In a recent business seminar, I asked audience members to think about the last car they had purchased. I asked them to reflect on what went into their decision, their most important considerations. At the top of the list were fuel efficiency, price, and safety. No surprise here. Ultimately, however, they chose the car that "felt right," the one they could see themselves driving. Their final purchase decision had more to do with the vehicle's style and color, comfort, (for some, speed), brand, or whether it had a great sound system, than with fuel efficiency or price.
This story reveals something important about how consumers make decisions - they use both reason and emotion. Working together, logic and feelings help us sort through the maze of options available in the modern market place.
Few sales managers would dispute the important role that emotion plays in consumer decision-making. However, many start from the proposition that consumers are primarily rational actors - individuals who arrive at a final decision only after a careful, cost-benefit analysis. This perspective is especially prevalent when it comes to big-ticket purchases. The reality is emotion plays as much, if not more, of a role in consumer decision-making than does rational thinking.
According to human behavior expert, Joseph Turner, "emotions give each alternative a value, thereby, providing a yardstick to judge and select among alternatives." In this way, customers choose products, even if unconsciously, in terms of how well they satisfy basic emotional needs, such as significance, security, identity, and so forth. I may want an economical car, but I also want one that is stylish and conveys status. Ultimately, logic helps us form initial threshold assessments, for instance, what we can and cannot afford, and, then, it is our emotional judgments that drive the final purchase decision.

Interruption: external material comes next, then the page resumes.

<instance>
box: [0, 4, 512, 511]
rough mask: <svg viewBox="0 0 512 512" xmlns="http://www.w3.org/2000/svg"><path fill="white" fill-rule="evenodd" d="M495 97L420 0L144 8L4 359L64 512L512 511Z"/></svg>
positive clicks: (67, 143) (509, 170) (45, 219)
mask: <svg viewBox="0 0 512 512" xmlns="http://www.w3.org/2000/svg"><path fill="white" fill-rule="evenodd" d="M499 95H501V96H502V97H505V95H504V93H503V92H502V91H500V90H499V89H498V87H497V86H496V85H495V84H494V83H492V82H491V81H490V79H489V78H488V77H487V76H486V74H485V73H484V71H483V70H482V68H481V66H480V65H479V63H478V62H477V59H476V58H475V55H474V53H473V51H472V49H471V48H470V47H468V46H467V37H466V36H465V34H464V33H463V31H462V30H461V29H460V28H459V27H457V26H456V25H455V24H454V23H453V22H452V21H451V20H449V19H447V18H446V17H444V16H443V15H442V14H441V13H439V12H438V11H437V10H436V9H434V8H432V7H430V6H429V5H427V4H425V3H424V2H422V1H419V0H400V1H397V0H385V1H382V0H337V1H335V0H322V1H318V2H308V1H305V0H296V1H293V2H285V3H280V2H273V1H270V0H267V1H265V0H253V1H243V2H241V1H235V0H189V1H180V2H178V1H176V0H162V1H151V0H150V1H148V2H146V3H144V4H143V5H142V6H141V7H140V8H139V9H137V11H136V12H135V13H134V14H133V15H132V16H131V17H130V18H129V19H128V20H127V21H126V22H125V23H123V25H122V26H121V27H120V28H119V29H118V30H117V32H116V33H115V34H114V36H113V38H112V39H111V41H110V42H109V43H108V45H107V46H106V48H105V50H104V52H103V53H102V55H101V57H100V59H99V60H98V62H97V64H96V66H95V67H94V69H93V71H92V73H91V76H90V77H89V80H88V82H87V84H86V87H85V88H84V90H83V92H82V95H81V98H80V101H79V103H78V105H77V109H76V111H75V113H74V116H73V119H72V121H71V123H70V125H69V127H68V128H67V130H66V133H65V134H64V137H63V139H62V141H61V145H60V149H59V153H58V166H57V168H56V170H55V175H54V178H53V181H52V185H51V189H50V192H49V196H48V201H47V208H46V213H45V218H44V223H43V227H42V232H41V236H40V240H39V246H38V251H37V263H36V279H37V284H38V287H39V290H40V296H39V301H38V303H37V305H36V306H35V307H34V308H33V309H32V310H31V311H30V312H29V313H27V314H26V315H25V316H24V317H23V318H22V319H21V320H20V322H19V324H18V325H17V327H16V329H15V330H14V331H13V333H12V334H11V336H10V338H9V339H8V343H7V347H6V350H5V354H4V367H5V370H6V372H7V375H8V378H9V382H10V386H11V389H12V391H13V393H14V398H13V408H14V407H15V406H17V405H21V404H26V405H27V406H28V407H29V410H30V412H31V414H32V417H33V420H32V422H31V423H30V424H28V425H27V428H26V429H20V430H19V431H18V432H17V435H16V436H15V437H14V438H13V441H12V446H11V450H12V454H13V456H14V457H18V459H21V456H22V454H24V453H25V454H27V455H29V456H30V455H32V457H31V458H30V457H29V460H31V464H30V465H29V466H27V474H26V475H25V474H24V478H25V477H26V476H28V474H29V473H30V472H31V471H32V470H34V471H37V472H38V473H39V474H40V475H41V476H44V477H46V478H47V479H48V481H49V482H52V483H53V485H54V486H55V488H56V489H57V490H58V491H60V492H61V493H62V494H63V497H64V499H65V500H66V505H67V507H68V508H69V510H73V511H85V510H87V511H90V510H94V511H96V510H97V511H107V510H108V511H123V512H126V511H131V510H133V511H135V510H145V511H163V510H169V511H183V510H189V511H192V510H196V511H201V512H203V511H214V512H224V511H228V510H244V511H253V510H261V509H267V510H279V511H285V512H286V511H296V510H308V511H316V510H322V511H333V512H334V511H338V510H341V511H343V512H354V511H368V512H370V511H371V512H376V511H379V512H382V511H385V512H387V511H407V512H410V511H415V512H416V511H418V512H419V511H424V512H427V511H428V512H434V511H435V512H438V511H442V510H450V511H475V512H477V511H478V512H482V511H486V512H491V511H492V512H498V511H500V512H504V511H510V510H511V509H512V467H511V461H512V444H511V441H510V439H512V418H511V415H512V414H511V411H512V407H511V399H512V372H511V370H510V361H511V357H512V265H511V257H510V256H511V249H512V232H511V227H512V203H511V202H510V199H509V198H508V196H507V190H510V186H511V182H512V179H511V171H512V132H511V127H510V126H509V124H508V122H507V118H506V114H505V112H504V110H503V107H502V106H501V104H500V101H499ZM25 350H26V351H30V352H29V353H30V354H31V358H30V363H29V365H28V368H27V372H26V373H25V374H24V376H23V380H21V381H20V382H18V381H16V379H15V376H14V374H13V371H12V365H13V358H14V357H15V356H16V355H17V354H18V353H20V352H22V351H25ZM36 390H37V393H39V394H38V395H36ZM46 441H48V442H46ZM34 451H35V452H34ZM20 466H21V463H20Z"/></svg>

What does all this mean for the business owner or sales person wishing to boost sales?
First, discover early on what motivates a customer and strive to satisfy within those parameters. Don't push a Prius when all a person wants is a Sentra. Conversely, don't be afraid to up-sell on options if you sense your customer values design or other intangibles. Communicate the emotional and material benefits offered by your products or services. Keep in mind that for many customers, a restaurant is not only a place to eat, but also a place to meet others and be seen.
Second, focus on value not price. Determine the level of value a customer demands and point him/her in the direction of suitable products. If you provide services, negotiate around level and type of service, not cost.
Third, allow customers to engage your products, the earlier in the process the better. Make it simple. Let them touch, test, and experience samples. This allows them to form an emotional connection with your offerings which substantially increases the likelihood they will buy one or more of your products or services. Car dealers have known this for a long time - let someone drive a car and it increases the chances they will buy it.
But other business segments are doing it too. Online eyewear retailer Warby Parker is a great example. The company ships pairs of sample frames to interested consumers to try on, wear around for a while, and then ship them back. All this is free. Given Warby Parker's extraordinary success, this has been an incredibly effective strategy for allowing consumers to form a connection with the company's products.
If you follow these three tips - discover what motivates your customers, focus on value not price, and let your customers develop a deep connection with your product or service - you'll convert more sales conversations and develop a tribe of raving fans.